Even leading scientists have been tempted by the idea, admitting that of all the versions of SARS-CoV-2 that have hit humanity over the past two years, Omicron might be the preferable one to get infected with, since it doesn’t make the immunized that sick. And if more vaccinated people are infected with Omicron and develop immunity, that protection, combined with the protection that some people might have from being infected with previous variants, could reach the magical herd immunity threshold—which experts say could be anywhere between 70%-90% of people recovered from or vaccinated against COVID-19—that would finally make SARS-CoV-2 throw up its spike proteins in defeat.

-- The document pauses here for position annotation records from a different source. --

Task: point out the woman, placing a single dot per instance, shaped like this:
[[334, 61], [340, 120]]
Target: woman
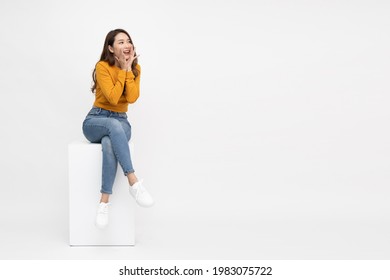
[[116, 83]]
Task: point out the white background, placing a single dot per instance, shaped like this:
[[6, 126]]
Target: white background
[[261, 130]]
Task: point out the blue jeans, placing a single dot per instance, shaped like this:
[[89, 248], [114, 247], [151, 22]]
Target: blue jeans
[[113, 131]]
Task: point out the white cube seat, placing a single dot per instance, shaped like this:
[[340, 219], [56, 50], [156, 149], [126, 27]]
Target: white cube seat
[[85, 178]]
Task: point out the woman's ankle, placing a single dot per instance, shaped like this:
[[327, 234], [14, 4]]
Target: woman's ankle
[[132, 178]]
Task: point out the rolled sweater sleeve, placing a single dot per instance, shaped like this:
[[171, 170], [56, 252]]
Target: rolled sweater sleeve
[[112, 91], [132, 85]]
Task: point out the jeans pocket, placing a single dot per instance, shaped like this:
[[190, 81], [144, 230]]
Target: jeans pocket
[[94, 112]]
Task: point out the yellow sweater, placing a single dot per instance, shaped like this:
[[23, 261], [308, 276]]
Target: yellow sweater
[[115, 88]]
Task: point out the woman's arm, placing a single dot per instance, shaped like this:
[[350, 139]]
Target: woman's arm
[[132, 85], [111, 91]]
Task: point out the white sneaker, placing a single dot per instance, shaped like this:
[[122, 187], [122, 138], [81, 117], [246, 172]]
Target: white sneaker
[[102, 215], [141, 195]]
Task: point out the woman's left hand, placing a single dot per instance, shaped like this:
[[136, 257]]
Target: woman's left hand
[[132, 57]]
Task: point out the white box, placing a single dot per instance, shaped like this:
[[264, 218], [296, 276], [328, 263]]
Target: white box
[[85, 177]]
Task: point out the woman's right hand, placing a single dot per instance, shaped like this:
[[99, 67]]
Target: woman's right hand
[[123, 63]]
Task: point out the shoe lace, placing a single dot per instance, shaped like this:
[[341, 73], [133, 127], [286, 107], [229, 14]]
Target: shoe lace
[[104, 209]]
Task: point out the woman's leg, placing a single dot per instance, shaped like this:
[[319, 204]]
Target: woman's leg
[[110, 165], [96, 128], [127, 128]]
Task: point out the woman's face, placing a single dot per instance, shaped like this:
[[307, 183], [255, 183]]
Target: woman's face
[[121, 46]]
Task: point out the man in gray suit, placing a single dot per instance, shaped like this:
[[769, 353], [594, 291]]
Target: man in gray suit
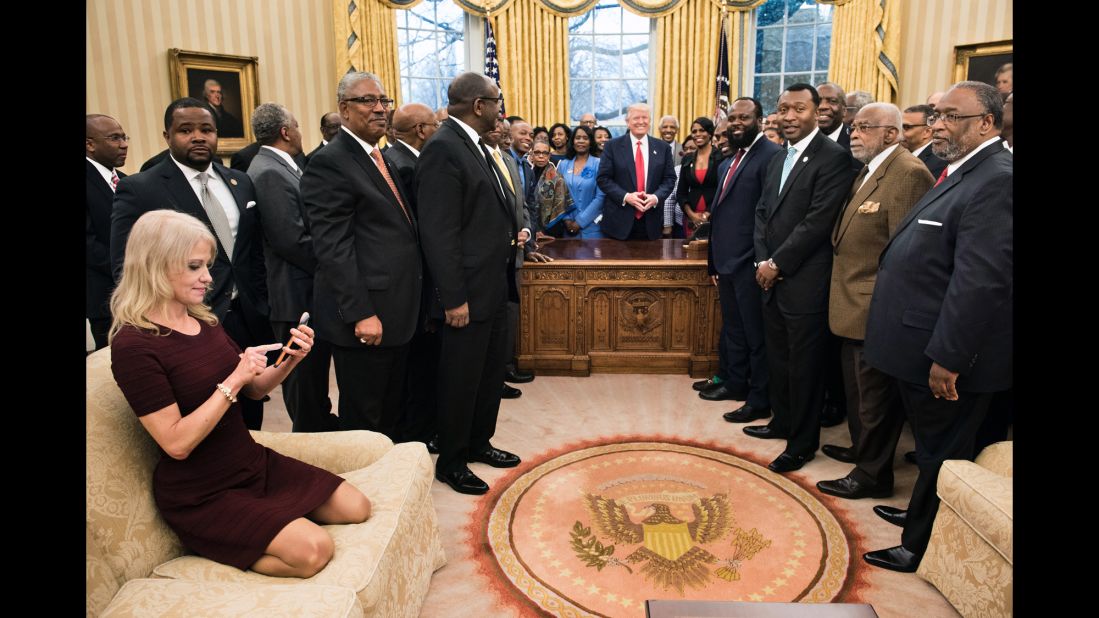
[[288, 254]]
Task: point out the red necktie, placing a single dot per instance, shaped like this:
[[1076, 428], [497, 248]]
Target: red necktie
[[941, 178], [639, 167], [732, 169], [376, 155]]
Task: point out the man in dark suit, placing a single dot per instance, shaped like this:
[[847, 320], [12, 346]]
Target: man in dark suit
[[414, 123], [229, 125], [887, 187], [636, 175], [918, 138], [191, 180], [330, 125], [368, 267], [941, 317], [468, 241], [801, 198], [288, 250], [106, 146], [741, 179]]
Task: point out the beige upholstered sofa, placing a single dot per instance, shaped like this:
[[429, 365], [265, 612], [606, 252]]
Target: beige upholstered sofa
[[969, 556], [136, 566]]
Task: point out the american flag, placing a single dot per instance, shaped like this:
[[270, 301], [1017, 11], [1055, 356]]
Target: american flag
[[721, 81], [492, 67]]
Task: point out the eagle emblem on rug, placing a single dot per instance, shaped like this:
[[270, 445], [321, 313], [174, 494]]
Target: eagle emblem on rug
[[669, 552]]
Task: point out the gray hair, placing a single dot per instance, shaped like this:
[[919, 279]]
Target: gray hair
[[887, 113], [353, 77], [267, 122], [988, 97]]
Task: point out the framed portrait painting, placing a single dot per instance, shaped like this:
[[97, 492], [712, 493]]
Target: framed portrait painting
[[980, 61], [230, 87]]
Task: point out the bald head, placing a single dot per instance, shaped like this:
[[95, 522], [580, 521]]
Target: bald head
[[413, 123]]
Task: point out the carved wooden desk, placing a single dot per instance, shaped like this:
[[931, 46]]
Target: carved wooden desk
[[610, 306]]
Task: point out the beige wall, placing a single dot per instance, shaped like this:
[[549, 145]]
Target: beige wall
[[126, 58], [932, 29]]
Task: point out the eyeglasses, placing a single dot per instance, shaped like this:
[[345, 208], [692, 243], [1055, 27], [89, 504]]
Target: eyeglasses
[[370, 101], [863, 128], [951, 118]]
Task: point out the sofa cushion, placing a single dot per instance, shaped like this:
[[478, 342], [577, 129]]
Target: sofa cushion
[[983, 499], [400, 540], [175, 597]]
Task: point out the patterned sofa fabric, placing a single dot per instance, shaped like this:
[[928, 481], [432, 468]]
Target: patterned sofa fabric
[[969, 556]]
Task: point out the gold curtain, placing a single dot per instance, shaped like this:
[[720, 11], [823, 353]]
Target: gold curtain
[[866, 46], [366, 40], [687, 57], [532, 48]]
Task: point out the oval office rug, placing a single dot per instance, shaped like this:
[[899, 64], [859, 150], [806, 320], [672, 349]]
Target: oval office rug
[[596, 530]]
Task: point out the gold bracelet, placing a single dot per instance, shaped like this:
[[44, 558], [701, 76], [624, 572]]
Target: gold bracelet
[[228, 393]]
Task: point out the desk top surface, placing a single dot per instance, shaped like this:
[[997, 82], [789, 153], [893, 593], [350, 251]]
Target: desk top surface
[[609, 250]]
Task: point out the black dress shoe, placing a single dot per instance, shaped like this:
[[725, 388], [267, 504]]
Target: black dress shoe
[[518, 377], [464, 482], [703, 384], [845, 454], [496, 458], [765, 432], [894, 559], [787, 462], [722, 392], [852, 489], [746, 414], [832, 416], [892, 515]]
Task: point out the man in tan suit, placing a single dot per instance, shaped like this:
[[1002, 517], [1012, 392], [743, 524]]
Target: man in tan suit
[[890, 183]]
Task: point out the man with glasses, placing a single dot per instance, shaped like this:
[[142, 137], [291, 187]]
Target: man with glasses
[[367, 289], [469, 238], [886, 188], [941, 317], [918, 138], [106, 146]]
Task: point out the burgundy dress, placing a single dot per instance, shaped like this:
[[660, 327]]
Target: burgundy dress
[[231, 496]]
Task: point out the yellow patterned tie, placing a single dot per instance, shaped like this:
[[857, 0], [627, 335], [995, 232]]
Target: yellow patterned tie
[[503, 170]]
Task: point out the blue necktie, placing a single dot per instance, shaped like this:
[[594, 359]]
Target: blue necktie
[[791, 155]]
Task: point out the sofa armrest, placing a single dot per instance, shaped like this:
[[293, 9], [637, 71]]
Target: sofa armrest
[[335, 451], [179, 597], [983, 499]]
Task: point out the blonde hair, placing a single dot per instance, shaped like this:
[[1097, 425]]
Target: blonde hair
[[159, 244]]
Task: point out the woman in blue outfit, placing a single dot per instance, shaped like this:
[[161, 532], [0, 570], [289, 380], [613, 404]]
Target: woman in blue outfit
[[579, 170]]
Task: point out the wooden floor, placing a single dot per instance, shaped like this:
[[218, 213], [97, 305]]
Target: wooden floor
[[558, 410]]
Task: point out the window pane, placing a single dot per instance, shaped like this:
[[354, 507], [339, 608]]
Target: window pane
[[769, 51], [799, 48]]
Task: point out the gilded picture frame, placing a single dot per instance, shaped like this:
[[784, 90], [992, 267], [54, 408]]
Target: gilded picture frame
[[979, 61], [233, 81]]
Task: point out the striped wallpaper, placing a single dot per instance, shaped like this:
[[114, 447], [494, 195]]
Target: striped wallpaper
[[126, 58], [932, 29]]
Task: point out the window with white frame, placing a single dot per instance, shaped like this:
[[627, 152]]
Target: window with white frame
[[792, 40], [609, 64], [432, 51]]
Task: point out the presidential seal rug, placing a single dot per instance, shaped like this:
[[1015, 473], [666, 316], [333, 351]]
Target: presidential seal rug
[[596, 529]]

Read more: No, You Should Not Try to Get Omicron

According to some models, by the time Omicron works its way through the population, up to half of people around the globe will have been infected, and presumably immune to the variant. With fewer unprotected hosts to infect, viruses generally begin to peter out—epidemic influenza viruses are a good example—and optimistic models show that after a peak of cases by the end of January and beginning of February, SARS-CoV-2 may follow that path. Under that assumption, COVID-19 would begin its shift from being a pandemic disease to an endemic one, confined to pockets of outbreaks that erupt among immunocompromised populations or the unvaccinated, such as the youngest kids—but are manageable and containable because most people would be protected from the worst effects of the virus.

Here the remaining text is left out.